Vibrant Forest: Necropolis (England: BIPA: 8.2% ABV)
Visual: Very dark brown to black. Massive brown froth head with large bubbles.
Nose: Milky coffee. Crisp hop character. Pine needles. Wet wood. Kiwi and grapes.
Body: Walnuts and cashews. Slight sour cream twist. Kiwi. Lightly creamy. Creamy chococlate. Grapes. Pineapple. Toffee.
Finish: Sour cream and chives. Malt chocolate. Dry roasted peanuts. Slight hop oils. Praline. Grapes. Pineapple and custard. Bitter cocoa and hops. Chocolate cake
Conclusion: This is fairly low bitterness for an “India” prefixed beer – well low in hop bitterness anyway, it has a decent level of bitter chocolate character, especially in the finish, which makes up for the lack of hops kick.
However, for the most part we have a fairly sweet chocolate body, matched with a sour cream like twist contrast – in an old school Punk IPA style – backed up by light use of sweet green fruit and light tarter fruit notes.
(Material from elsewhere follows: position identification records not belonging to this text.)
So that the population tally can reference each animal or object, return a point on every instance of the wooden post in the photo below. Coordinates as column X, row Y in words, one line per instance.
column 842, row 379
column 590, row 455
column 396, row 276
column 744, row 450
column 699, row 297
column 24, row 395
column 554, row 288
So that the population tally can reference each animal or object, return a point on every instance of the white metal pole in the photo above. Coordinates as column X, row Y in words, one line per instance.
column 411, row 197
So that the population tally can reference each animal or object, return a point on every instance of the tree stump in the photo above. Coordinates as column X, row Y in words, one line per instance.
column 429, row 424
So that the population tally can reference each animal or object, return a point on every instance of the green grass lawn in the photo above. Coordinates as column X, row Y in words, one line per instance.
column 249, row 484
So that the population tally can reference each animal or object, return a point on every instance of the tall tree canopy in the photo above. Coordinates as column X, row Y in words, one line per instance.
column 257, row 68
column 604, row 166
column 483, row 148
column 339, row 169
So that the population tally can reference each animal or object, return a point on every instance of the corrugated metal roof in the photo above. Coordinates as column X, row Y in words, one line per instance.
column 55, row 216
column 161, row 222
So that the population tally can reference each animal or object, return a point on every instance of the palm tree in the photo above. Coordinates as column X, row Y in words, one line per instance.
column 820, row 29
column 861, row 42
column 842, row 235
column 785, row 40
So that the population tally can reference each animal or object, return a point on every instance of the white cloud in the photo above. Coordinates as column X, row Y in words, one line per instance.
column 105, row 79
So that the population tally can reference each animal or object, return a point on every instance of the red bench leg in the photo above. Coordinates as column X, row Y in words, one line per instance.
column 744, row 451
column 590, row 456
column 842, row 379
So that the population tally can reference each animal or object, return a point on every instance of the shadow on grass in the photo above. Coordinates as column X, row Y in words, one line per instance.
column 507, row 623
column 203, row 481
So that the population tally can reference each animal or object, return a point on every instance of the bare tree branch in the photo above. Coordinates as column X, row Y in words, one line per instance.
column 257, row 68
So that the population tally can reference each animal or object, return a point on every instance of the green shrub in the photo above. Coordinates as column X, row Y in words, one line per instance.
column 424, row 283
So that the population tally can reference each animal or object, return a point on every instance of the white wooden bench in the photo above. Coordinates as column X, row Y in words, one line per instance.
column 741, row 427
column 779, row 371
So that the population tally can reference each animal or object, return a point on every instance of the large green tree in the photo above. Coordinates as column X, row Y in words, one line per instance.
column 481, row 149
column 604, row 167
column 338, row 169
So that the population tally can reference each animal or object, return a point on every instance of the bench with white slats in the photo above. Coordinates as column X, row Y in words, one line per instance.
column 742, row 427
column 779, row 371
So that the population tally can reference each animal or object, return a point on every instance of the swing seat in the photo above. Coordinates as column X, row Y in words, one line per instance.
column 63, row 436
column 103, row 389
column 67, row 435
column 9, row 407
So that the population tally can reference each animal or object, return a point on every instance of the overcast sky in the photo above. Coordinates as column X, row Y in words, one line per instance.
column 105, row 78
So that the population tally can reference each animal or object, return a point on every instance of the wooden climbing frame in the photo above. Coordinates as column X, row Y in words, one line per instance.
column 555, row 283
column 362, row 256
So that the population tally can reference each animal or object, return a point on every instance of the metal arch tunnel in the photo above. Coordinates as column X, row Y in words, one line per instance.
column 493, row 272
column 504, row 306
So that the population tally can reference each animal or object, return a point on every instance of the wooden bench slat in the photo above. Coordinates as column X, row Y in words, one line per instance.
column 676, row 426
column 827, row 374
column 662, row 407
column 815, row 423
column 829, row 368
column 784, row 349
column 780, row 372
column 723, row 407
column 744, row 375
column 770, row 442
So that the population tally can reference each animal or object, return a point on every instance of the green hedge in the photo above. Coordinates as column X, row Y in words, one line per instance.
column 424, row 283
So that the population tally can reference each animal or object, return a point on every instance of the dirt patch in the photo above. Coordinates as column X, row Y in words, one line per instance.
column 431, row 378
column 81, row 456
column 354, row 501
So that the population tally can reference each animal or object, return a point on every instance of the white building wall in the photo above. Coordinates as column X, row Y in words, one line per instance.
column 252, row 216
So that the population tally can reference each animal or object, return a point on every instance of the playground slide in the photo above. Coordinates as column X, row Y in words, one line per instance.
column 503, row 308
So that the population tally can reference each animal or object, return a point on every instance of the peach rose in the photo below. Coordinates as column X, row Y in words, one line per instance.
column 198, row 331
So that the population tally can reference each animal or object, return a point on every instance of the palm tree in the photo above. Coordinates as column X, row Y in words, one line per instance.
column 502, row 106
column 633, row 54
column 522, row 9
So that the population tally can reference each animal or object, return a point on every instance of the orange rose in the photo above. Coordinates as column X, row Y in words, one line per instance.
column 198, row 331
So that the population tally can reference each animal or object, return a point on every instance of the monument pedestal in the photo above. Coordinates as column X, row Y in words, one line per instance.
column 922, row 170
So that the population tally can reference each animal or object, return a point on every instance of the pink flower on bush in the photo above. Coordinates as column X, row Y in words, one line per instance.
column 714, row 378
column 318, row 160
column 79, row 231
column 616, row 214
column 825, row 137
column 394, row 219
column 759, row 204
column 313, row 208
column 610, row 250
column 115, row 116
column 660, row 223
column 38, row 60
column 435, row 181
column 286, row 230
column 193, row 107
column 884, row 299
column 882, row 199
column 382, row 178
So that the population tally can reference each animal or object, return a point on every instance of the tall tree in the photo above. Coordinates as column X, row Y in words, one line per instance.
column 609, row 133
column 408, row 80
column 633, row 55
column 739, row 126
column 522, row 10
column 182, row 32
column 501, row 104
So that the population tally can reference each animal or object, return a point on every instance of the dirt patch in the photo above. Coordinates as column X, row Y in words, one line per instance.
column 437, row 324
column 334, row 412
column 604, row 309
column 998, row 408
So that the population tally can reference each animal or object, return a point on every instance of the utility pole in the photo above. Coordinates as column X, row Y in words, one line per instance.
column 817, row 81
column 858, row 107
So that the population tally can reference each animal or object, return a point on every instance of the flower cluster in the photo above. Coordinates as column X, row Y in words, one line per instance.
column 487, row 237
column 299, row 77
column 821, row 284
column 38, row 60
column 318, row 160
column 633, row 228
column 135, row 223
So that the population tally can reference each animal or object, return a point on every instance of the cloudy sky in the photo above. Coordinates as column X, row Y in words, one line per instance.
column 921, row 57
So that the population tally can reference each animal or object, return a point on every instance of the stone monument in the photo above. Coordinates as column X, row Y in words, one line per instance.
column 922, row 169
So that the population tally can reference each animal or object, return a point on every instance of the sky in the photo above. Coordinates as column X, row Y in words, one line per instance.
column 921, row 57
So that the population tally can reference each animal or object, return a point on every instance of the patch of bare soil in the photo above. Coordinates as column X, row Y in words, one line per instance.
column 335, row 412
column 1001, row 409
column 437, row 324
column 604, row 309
The hops seem to all be working on the fruit flavor rather than bitterness, hop oils, resin or any of that stuff. It feels like the New England take of the Black IPA world, just with a lot more body than that would suggest.
That body is what makes the beer work – a good malt sweetness, with moderate range in those sweet flavours; More importantly than that it gives the fruitier notes grip with a solid mouthfeel. The light sour cream twist makes it feel different from the BIPA range and gives contrast to keep the sweeter notes from getting dull.
The beer doesn’t quite feel like a Black IPA – the fact it calls itself an India Black Ale seems a very good call to me as it balances the malt and the hop much more than the IPA style oft suggests. It is also worth mentioning that this is dangerously easy drink at the abv it comes in at – the smoothness makes you feel like you could session it. But you can’t. Just don’t. Please.
I’m very impressed – the easy drinking BIPA of great flavor.
Background: Independent Spirit have had Vibrant Forest beers in for a while now, and I keep promising to get around to trying something from this brewery. Also I haven’t had any Black IPAs for a while, so this looked like a chance to kill two birds with one stone. Incidentally the beer calls itself an India Black Ale, which seems like better naming convention than Black IPA, but I think the fight for getting general acceptance for that naming has long since sailed. Drunk while listening to more Nightwish – the album is bloody long so I’m giving it a few listens over to get a feel for it – seems to have quite a range of styles within it.